Batch Gateway provides an OpenAI-compatible Batch API for submitting, tracking, and managing large-scale batch inference jobs. It is designed to efficiently process batch workloads alongside interactive workloads on shared infrastructure.

Overview

Key Features

  • Process large-scale batch jobs: Process batch jobs with up to 50,000 (configurable) inference requests per job, with progress tracking and job management capabilities.
  • Provide an OpenAI-compatible Batch API: Full schema parity with OpenAI's /v1/batches and /v1/files endpoints.
  • Optimize resource utilization: Enables batch and interactive workloads to coexist on shared infrastructure.

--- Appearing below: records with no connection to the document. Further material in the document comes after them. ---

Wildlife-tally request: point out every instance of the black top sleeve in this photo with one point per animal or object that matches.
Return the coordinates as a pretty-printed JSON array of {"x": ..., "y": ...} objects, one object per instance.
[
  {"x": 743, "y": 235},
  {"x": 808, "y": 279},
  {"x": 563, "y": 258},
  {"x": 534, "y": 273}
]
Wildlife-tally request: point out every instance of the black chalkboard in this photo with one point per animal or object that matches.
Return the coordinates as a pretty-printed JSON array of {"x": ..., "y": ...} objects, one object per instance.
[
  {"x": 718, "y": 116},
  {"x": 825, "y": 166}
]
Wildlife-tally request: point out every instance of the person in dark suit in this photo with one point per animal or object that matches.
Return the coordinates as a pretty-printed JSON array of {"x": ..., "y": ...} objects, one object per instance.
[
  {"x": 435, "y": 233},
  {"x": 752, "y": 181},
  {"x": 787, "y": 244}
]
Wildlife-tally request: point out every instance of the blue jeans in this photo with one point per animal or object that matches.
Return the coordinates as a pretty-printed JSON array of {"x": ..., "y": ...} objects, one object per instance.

Integrates with flow control mechanisms to adjust the batch dispatch rate based on downstream metrics.
  • Multi-tenant isolation: Per-tenant data isolation with pluggable authentication and authorization.

Components

  1. API Server — REST API server for batch job submission, management, tracking, and file management.
  2. Batch Processor — Pulls jobs from a priority queue, builds per-model execution plans, dispatches inference requests to the llm-d Router, and writes results to output files.
  3. Garbage Collector — Cleans up expired jobs and files.

Storage Layer

Batch Gateway uses pluggable storage backends. Each function is backed by a single plug-in, chosen at deployment time:

FunctionAvailable plug-ins
Jobs and files metadataPostgreSQL, Redis/Valkey (development/test only)
Priority queue, events, status updatesRedis/Valkey
File storage (input/output)S3, Filesystem

Prerequisites

Before installing Batch Gateway, ensure you have:

  1. Kubernetes cluster: A running Kubernetes cluster (v1.25+).
    • For local development, you can use Kind or Minikube.
    • For production, OpenShift, GKE or AKS are supported.
  2. Helm: 3.0+
  3. llm-d Inference Stack: Batch Gateway requires an existing optimized baseline stack to dispatch requests to.
  4. PostgreSQL: 12+ for metadata storage. Redis/Valkey are available as an alternative for development/test only.
  5. Redis/Valkey: Redis 6+ or Valkey 8+ for priority queue, events, and status updates.
  6. S3 or Filesystem: For batch input and output file storage.

Installation

Step 1: Create the Namespace

export NAMESPACE=batch-gateway
kubectl create namespace ${NAMESPACE}

Step 2: Create the Secrets

Batch Gateway requires a Kubernetes Secret with database and storage credentials:

kubectl create secret generic batch-gateway-secrets -n ${NAMESPACE} \
--from-literal=redis-url="redis://redis-master.redis.svc.cluster.local:6379/0" \
--from-literal=postgresql-url="postgresql://user:password@postgresql.postgresql.svc.cluster.local:5432/batchgateway" \
--from-literal=s3-secret-access-key="<your-s3-secret-key>"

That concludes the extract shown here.